Yes, Grasshopper, the erosion of your stock portfolio holds valuable lessons that you can apply to recover all that money that you have lost. No, this is not a post on investment strategies — although I would encourage you by all means to get advice on that from a reputable source— instead, I want you to learn how the market's ups and downs are similar to vulnerabilities in the applications you develop.

Wall street has often been compared to a "well-oiled machine" but that is an analogy that does not quite match our line of work. As an application, it is not difficult to see the parallels. Just as as in any enterprise application, financial markets have
✎ Users with different levels of access and privileges : traders, directors, investors, etc.
✎ Different types of data such as stocks, bonds, futures, cash.
✎ Operating modes like day trading, overnight activity, etc.
✎ Metrics or indices such as the Dow Jones Industrial Average, NASDAQ, etc


Just like with any application, the amounts and types of data fluctuate. User actions are unpredictable and the metrics are unpredictable. Despite all the alarming headlines, the financial markets have an outstanding record of correcting themselves. As applications go, Wall Street, with its numerous fail-safe mechanisms, has had an outstanding uptime record — name another application whose latest major malfunction was in 1987.

Speaking of high availability, another very real application that has been very much online since its launch has been Google — which, by the way, has made tons of money on Wall Street, but that's a whole other story. Google's vice president of engineering has stated that the secret of their success has been failure.

You will say, but Google is doing everything but failing and you would be wrong. Google is managing failure to it's advantage. When failure is managed it becomes unqualified success. Apart from it's many projects in every area known to humanity, Google is at heart a data management company — OK, a search company — that deals with the challenge of storing and using large amounts of data despite the very real possibilities of disk, software, power or human failure.
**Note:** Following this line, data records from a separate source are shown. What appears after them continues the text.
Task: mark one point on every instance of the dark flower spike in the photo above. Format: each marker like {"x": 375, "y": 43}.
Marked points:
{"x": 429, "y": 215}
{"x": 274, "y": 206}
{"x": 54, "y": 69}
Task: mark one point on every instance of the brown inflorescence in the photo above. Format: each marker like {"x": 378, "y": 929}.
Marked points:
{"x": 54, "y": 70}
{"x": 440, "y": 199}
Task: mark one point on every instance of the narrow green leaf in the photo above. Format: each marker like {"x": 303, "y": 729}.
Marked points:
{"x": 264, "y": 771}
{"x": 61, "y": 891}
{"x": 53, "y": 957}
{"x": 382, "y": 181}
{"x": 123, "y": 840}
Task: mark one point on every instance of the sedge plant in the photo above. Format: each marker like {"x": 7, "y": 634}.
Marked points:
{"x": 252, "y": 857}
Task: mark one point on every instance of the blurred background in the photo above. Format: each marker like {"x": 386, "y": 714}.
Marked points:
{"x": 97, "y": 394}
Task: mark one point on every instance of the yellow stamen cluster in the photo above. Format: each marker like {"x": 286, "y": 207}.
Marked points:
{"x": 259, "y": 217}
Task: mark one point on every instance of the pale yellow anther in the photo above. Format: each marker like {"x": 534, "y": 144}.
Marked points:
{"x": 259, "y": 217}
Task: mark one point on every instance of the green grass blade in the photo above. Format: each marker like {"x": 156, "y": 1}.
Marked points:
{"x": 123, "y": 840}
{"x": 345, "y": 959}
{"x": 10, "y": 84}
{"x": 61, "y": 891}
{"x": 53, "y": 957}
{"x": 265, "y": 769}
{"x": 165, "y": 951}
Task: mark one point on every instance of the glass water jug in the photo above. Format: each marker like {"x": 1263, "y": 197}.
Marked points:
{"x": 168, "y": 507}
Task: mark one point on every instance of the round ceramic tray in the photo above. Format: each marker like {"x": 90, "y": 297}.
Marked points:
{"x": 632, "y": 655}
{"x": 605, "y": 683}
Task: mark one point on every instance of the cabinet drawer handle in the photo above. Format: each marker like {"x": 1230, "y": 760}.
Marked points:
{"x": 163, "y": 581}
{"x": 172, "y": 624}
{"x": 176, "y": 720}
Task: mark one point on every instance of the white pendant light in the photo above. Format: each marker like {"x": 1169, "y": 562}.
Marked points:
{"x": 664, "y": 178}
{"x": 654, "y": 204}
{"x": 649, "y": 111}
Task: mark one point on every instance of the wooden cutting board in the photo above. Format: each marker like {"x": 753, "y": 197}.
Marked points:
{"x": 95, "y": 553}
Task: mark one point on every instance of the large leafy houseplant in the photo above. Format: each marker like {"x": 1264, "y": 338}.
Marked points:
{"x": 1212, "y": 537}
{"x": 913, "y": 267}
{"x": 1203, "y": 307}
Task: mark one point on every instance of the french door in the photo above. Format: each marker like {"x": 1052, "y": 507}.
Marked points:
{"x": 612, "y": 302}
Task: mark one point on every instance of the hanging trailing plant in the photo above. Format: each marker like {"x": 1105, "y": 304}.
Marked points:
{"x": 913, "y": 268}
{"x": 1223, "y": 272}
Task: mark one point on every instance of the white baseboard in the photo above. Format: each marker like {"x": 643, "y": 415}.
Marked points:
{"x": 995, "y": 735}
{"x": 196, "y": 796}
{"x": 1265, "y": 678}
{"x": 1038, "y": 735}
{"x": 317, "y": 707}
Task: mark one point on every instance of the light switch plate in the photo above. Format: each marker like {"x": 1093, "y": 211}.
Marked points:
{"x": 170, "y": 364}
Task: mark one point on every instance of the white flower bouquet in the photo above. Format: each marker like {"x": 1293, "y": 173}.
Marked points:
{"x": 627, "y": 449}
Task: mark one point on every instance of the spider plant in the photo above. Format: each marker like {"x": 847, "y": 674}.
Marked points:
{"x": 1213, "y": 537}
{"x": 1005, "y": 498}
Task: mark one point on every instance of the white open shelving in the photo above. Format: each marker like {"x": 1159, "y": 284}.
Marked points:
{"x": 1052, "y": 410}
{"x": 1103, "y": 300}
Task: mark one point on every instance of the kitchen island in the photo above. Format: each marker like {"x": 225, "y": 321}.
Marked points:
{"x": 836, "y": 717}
Most companies cobble together a data center and pray nothing falls apart. Google, on the other hand, deploys a server farm and waits tools in hand to deal with the first failure to crop up. Their success in the data center stems from a realistic acceptance of Murphy's Law. A very homey and appropriate analogy would be tending to a baby; you know you are going to have to change diapers so why not stock up.

Why isn't this mindset more widespread in the IT community. Why does Google stand alone on an island of reliability surrounded by an ocean mediocrity? In the software world, especially, why do we continue to design and write software as if everything will always work as expected as if everything else in life did?

Based on experiences and observations I have been able to identify four possible reasons:

  1. Backup plans are a tough sell with management.

  2. Lack of foresight.

  3. Laziness.

  4. The belief that we can scam our way out of this one.


Let's examine each and see how we can deal with it.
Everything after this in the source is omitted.